Hawk’s brow wrinkled, but he didn’t comment. Instead, he turned to Emi. “Want me to take over?”

“Not unless it will make a difference,” she said.

“You’re doing all the right things. Keep pressure on the wound.” He straightened and pulled Kalea up into his arms. “Hey, beautiful, I heard what you said about nearly being shot. I’m glad you had a real hero in Sara to save you.” He kissed her soundly, then pulled out his cell phone and stepped away to make a call.

When Hawk returned, he squatted down to address George. “The ambulance will be here in five minutes. The EMTs will get you stabilized for air transport to Oahu. Think you can hold out that long?”

“I have all the right reasons to hang on,” George said. “And they’re right here in front of me.” He winked at Sara. “Now that you’re free, what do you want most? A pretty dress, a doll or a puppy?”

Sara’s brow creased as she thought about it. “My mommy said she had a daddy who loved her very much. He took her for walks, told her stories and sometimes sang to her. Since I already have a Mommy, I want a Daddy. If I can’t have a Daddy, I want a puppy instead.”

George laughed and immediately winced. “I’m hoping we can work on both of those if you can wait long enough for me to get better.”

“I can wait,” Sara said.

Emi’s heart swelled. For a three-year-old, her daughter had an old soul. She couldn’t wait to show her how much fun it could be to be a child, to play and have friends.

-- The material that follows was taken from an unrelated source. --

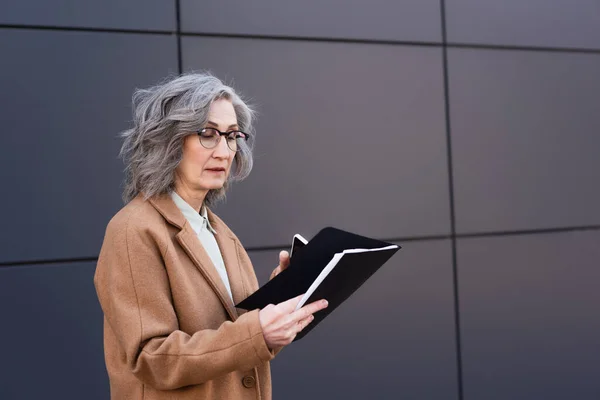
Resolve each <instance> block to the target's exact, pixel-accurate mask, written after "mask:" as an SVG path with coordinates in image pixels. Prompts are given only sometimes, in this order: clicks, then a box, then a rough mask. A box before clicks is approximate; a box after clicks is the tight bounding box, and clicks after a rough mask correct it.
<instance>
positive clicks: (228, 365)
mask: <svg viewBox="0 0 600 400" xmlns="http://www.w3.org/2000/svg"><path fill="white" fill-rule="evenodd" d="M135 225H137V224H135ZM164 236H166V229H165V233H164ZM161 242H162V243H161ZM166 251H168V241H166V240H164V238H163V240H160V238H159V235H157V234H156V233H153V232H152V231H151V230H150V229H147V228H146V229H143V228H139V227H134V224H130V223H129V220H128V221H127V222H125V223H113V221H111V223H110V224H109V226H108V228H107V231H106V236H105V239H104V243H103V245H102V249H101V251H100V257H99V259H98V265H97V268H96V274H95V276H94V285H95V287H96V291H97V294H98V299H99V301H100V305H101V306H102V310H103V312H104V315H105V318H106V321H107V323H108V325H109V327H110V328H111V329H112V331H113V332H114V334H115V336H116V337H117V340H118V342H119V344H120V346H121V348H122V350H123V352H124V354H125V360H124V361H125V362H126V363H127V365H128V367H129V368H130V370H131V371H132V373H133V374H134V375H135V376H136V377H137V378H138V379H139V380H140V381H142V382H144V383H146V384H148V385H150V386H152V387H154V388H156V389H159V390H169V389H176V388H180V387H183V386H187V385H195V384H201V383H204V382H206V381H209V380H211V379H214V378H216V377H219V376H222V375H225V374H227V373H230V372H232V371H235V370H248V369H252V368H253V367H255V366H256V365H258V364H260V363H263V362H266V361H269V360H271V359H272V358H273V356H274V354H273V353H272V352H270V351H269V349H268V347H267V345H266V343H265V340H264V336H263V333H262V328H261V325H260V321H259V317H258V312H259V311H258V310H254V311H251V312H248V313H246V314H243V315H242V316H240V318H238V319H237V320H236V321H235V322H231V321H227V322H224V323H223V324H222V325H221V326H220V327H219V328H218V329H216V330H212V329H205V330H200V331H198V332H195V333H193V334H191V335H190V334H188V333H185V332H182V331H181V330H179V326H178V320H177V315H176V313H175V310H174V307H173V304H172V300H171V291H170V286H169V279H168V276H167V271H166V269H165V266H164V261H163V254H164V252H166Z"/></svg>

“The future is going to be amazing,” Emi met George’s gaze. “We just need you to be in it.”

“I’ll work on that,” he said.

“In the meantime…” She leaned forward and pressed her lips briefly to his.

He frowned. “Is that a tease?”

She gave him a saucy smile. “That was an incentive. There’s more where that came from when you’re well enough to handle it.”

“Hold my beer, woman; I’m getting up.”

“The hell you are.” Emi laughed, her heart full to overflowing with joy. Free at last.